Средняя квадратичная, «аш СК», - предложили четвертые.

И вся четверка начала гулять вперемешку по литературе, по докладам, инструкциям, отражая своей разноликостью неоформленный, не устоявшийся еще характер новой, молодой науки.

Максимальная и средняя высота - это понятно каждому, не превышает наших обычных, чисто наглядных представлений. Сложнее среднеквадратичная. Что это такое? В среднеквадратичной заключена более полная характеристика микропрофиля - строгий комплексный учет, опирающийся на фундамент теории вероятностей. В разных областях техники среднеквадратичная помогает математически осмысливать явления и процессы, происходящие от колебаний: электрическое напряжение, ток, звуковое давление, вибрации… Но разве невидимые гребешки, волнами бегущие по поверхности, не относятся к явлениям того же порядка? Колеблющиеся величины. И пусть тогда именно средняя квадратичная выражает математически их картину, как бы ни смущала она обыденный ум своей отвлеченностью.

Наука разделилась на приверженцев и противников. В Англии признали только среднеарифметическую и не желают иметь дела ни с какой квадратичной. В Америке, наоборот, избрали сначала среднеквадратичную, презирая как недостаточно строгую среднеарифметическую. В Советском Союзе пользуются в разных случаях и той и другой, как удобнее.

- Ну, и нам пришлось научить соответственно прибор. Вычислять обе средние, и арифметическую и квадратичную, - слегка развел руками Александр Иванович.

А каково это было… Все равно, что перейти от простой арифметики к высшим математическим ступеням.

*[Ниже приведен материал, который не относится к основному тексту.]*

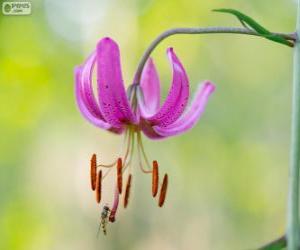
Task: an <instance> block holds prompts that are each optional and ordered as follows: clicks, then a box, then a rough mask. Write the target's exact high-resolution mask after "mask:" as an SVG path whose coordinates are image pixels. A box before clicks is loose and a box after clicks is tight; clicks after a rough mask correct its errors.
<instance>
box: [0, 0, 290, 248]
mask: <svg viewBox="0 0 300 250" xmlns="http://www.w3.org/2000/svg"><path fill="white" fill-rule="evenodd" d="M31 3H32V8H33V9H32V14H31V15H30V16H4V15H2V14H1V15H0V34H1V35H0V131H1V139H0V188H1V189H0V249H4V250H6V249H7V250H23V249H24V250H36V249H39V250H40V249H43V250H47V249H51V250H53V249H55V250H60V249H61V250H68V249H72V250H77V249H78V250H79V249H80V250H81V249H108V250H110V249H130V250H139V249H143V250H153V249H164V250H169V249H213V250H215V249H216V250H223V249H230V250H232V249H233V250H234V249H237V250H238V249H251V248H255V247H257V246H260V245H261V244H263V243H266V242H268V241H270V240H272V239H274V238H275V237H277V236H280V235H281V234H282V233H283V232H284V230H285V220H286V200H287V177H288V149H289V133H290V106H291V105H290V104H291V65H292V50H291V49H290V48H288V47H285V46H282V45H279V44H275V43H272V42H270V41H267V40H263V39H260V38H254V37H246V36H240V35H210V36H207V35H203V36H199V35H194V36H184V35H182V36H174V37H172V38H169V39H167V40H166V41H164V42H163V43H162V44H160V46H159V47H158V48H157V49H156V50H155V53H154V54H153V57H154V60H155V61H156V64H157V67H158V70H159V73H160V76H161V79H162V82H163V94H164V96H165V95H166V93H167V90H168V88H169V84H170V78H171V70H170V68H169V65H168V61H167V59H166V56H165V50H166V48H167V47H169V46H172V47H174V49H175V51H176V53H177V54H178V56H179V58H180V59H181V60H182V62H183V64H184V65H185V67H186V70H187V72H188V75H189V77H190V81H191V85H192V89H193V90H194V89H196V87H197V84H198V83H199V82H201V81H202V80H204V79H210V80H212V81H214V82H215V83H216V84H217V91H216V92H215V94H214V96H213V98H212V99H211V101H210V102H209V105H208V107H207V110H206V112H205V114H204V116H203V118H202V119H201V120H200V122H199V124H198V125H197V126H196V127H195V128H194V129H193V130H192V131H190V132H189V133H187V134H185V135H182V136H178V137H175V138H171V139H169V140H165V141H159V142H157V141H149V140H147V139H145V140H144V141H145V144H146V145H145V146H146V148H147V153H148V156H149V157H150V158H151V159H157V160H158V161H159V162H160V166H161V171H162V172H168V173H169V177H170V185H169V191H168V197H167V201H166V204H165V206H164V208H162V209H160V208H158V207H157V203H156V201H154V200H153V199H152V198H151V195H150V188H151V187H150V186H151V185H150V184H151V180H150V177H149V176H145V175H143V174H141V173H140V171H139V169H138V167H137V166H136V165H135V166H133V169H134V183H133V190H132V191H133V193H132V196H131V200H130V206H129V208H128V209H126V211H125V210H124V209H122V210H120V212H119V214H118V218H117V222H116V223H114V224H111V225H109V227H108V236H107V237H104V236H103V235H100V237H99V238H98V239H97V237H96V233H97V228H98V225H99V218H100V212H101V207H100V206H98V205H96V203H95V199H94V194H93V193H92V192H91V191H90V187H89V159H90V156H91V154H92V153H97V154H98V155H99V157H100V158H101V160H103V161H104V162H109V161H111V160H112V159H114V158H115V157H116V154H117V152H118V149H119V146H120V144H121V142H122V137H118V136H114V135H111V134H109V133H107V132H105V131H101V130H99V129H97V128H96V127H94V126H92V125H90V124H89V123H88V122H86V121H85V120H84V119H83V118H82V116H81V115H80V113H79V112H78V110H77V107H76V105H75V102H74V94H73V93H74V88H73V69H74V66H75V65H78V64H80V63H82V62H83V60H84V59H85V58H86V57H87V55H88V54H89V53H90V52H91V51H92V50H93V48H94V46H95V44H96V42H97V41H98V39H100V38H101V37H103V36H111V37H112V38H114V39H115V40H116V41H118V43H119V45H120V49H121V56H122V67H123V72H124V79H125V80H126V82H127V83H128V84H129V83H130V82H131V80H132V77H133V74H134V71H135V69H136V66H137V63H138V60H139V59H140V57H141V54H142V53H143V51H144V50H145V48H146V47H147V46H148V44H149V43H150V42H151V41H152V39H154V38H155V37H156V36H157V35H158V34H159V33H160V32H162V31H164V30H165V29H168V28H171V27H177V26H214V25H226V26H240V24H239V23H238V22H237V21H236V20H235V18H234V17H231V16H229V15H225V14H218V13H213V12H211V11H210V10H211V9H214V8H220V7H227V8H236V9H239V10H241V11H243V12H245V13H247V14H248V15H250V16H252V17H254V18H256V20H257V21H259V22H261V23H262V24H264V25H265V26H266V27H268V28H269V29H270V30H272V31H282V32H292V31H293V30H294V23H295V14H296V4H295V2H293V1H292V0H290V1H286V0H277V1H273V0H264V1H261V0H251V1H246V0H244V1H242V0H239V1H238V0H221V1H211V0H210V1H208V0H207V1H204V0H201V1H200V0H197V1H193V0H180V1H174V0H164V1H148V0H135V1H121V0H114V1H112V0H111V1H109V0H90V1H79V0H72V1H71V0H65V1H59V0H43V1H31ZM107 185H108V186H109V184H107ZM103 191H104V192H105V195H106V196H107V197H109V194H110V192H111V190H109V187H107V190H106V189H104V190H103Z"/></svg>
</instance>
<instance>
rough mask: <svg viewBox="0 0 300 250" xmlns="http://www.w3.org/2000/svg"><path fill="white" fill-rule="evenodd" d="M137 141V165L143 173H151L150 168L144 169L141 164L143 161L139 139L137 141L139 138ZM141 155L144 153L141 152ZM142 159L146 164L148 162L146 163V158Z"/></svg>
mask: <svg viewBox="0 0 300 250" xmlns="http://www.w3.org/2000/svg"><path fill="white" fill-rule="evenodd" d="M137 138H139V136H138V135H137ZM137 141H138V145H137V150H138V160H139V166H140V169H141V170H142V172H143V173H145V174H150V173H152V170H146V169H145V168H144V165H143V162H142V157H141V145H140V144H141V143H142V142H141V141H139V139H138V140H137ZM143 156H144V154H143ZM143 159H144V162H145V163H146V164H147V165H148V163H147V159H146V158H145V157H144V158H143Z"/></svg>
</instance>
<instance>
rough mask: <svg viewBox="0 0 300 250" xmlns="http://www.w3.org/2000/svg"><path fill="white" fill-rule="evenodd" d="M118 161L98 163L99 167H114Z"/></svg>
mask: <svg viewBox="0 0 300 250" xmlns="http://www.w3.org/2000/svg"><path fill="white" fill-rule="evenodd" d="M116 163H117V161H114V162H113V163H111V164H99V165H97V167H102V168H112V167H114V166H115V165H116Z"/></svg>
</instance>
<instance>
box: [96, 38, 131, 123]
mask: <svg viewBox="0 0 300 250" xmlns="http://www.w3.org/2000/svg"><path fill="white" fill-rule="evenodd" d="M96 60H97V83H98V94H99V104H100V110H101V111H102V114H103V116H104V118H105V120H107V121H108V122H109V123H110V124H112V125H114V126H116V127H119V126H121V125H122V124H124V123H127V122H130V123H136V117H135V115H134V114H133V112H132V110H131V108H130V105H129V102H128V99H127V96H126V92H125V88H124V85H123V79H122V73H121V65H120V52H119V47H118V45H117V44H116V43H115V42H114V41H113V40H112V39H110V38H108V37H107V38H103V39H101V40H100V41H99V43H98V44H97V59H96Z"/></svg>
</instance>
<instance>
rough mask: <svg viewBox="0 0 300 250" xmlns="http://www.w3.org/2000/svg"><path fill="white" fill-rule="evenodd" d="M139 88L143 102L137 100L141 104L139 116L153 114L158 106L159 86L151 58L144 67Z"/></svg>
mask: <svg viewBox="0 0 300 250" xmlns="http://www.w3.org/2000/svg"><path fill="white" fill-rule="evenodd" d="M140 87H141V90H142V93H143V100H141V99H138V101H139V104H140V103H141V105H140V106H141V114H142V115H145V116H150V115H153V114H155V113H156V112H157V111H158V109H159V106H160V84H159V77H158V74H157V71H156V68H155V65H154V63H153V60H152V58H149V59H148V62H147V64H146V65H145V67H144V70H143V73H142V77H141V83H140Z"/></svg>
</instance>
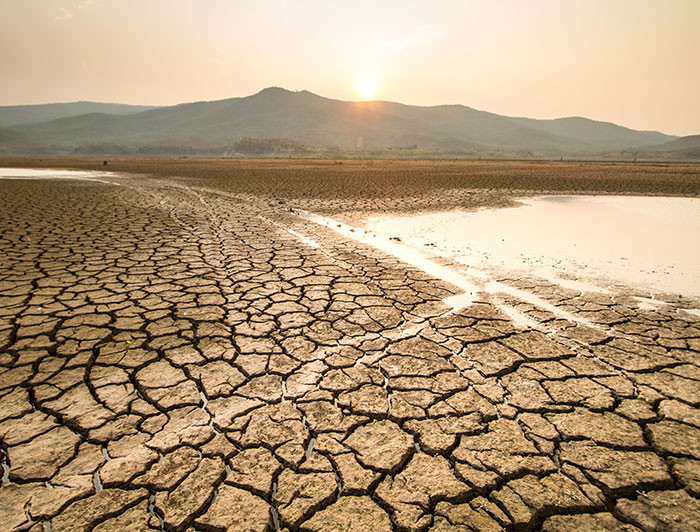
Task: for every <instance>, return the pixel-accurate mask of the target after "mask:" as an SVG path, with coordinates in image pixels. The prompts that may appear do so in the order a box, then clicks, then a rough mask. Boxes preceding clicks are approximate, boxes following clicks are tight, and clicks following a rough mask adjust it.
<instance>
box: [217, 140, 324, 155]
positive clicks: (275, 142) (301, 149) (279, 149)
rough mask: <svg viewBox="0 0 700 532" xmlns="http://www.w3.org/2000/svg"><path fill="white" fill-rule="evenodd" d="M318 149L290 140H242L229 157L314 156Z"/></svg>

В формулах среднеквадратичной - и корни и интегралы… И прибор должен был их решать, производя мгновенно ряд действий, какой именуется на классическом языке математики «интегрированием дифференциального уравнения». Прибор с высшим образованием.

Раньше искали они способ продолжить руку, осязание в механическом и электронном рычаге прибора. Теперь предстояло продолжить в приборе человеческий мозг.

Вот он лежит, электронный мозг, препарированный на монтажной панели. С клеточками «мышления» в виде ламп, конденсаторов, выпрямителей, с извилинами проводочков.

Метод аналогий пронизывал сейчас их лабораторные поиски и на карточках Александра Ивановича и в электрических деталях макета. Тот общий метод, по которому и движение небесных светил и качка корабля на волнах или колебания механического маятника и колебания электронов одинаково могут быть описаны одними и теми же математическими уравнениями. Метод, выросший целиком из фактов диалектического единства природы и ставший теперь блестящим орудием исследования в руках ученых всего мира, создающих в своих лабораториях поразительные модели, казалось бы, самых отдаленных и несхожих процессов - механических и электрических, тепловых и химических… Вот и сейчас в этой маленькой лаборатории номер шесть с помощью того же метода аналогий создавали они мозговую модель, переводя логику и математику ощупывания гребешков на язык электрических цепей.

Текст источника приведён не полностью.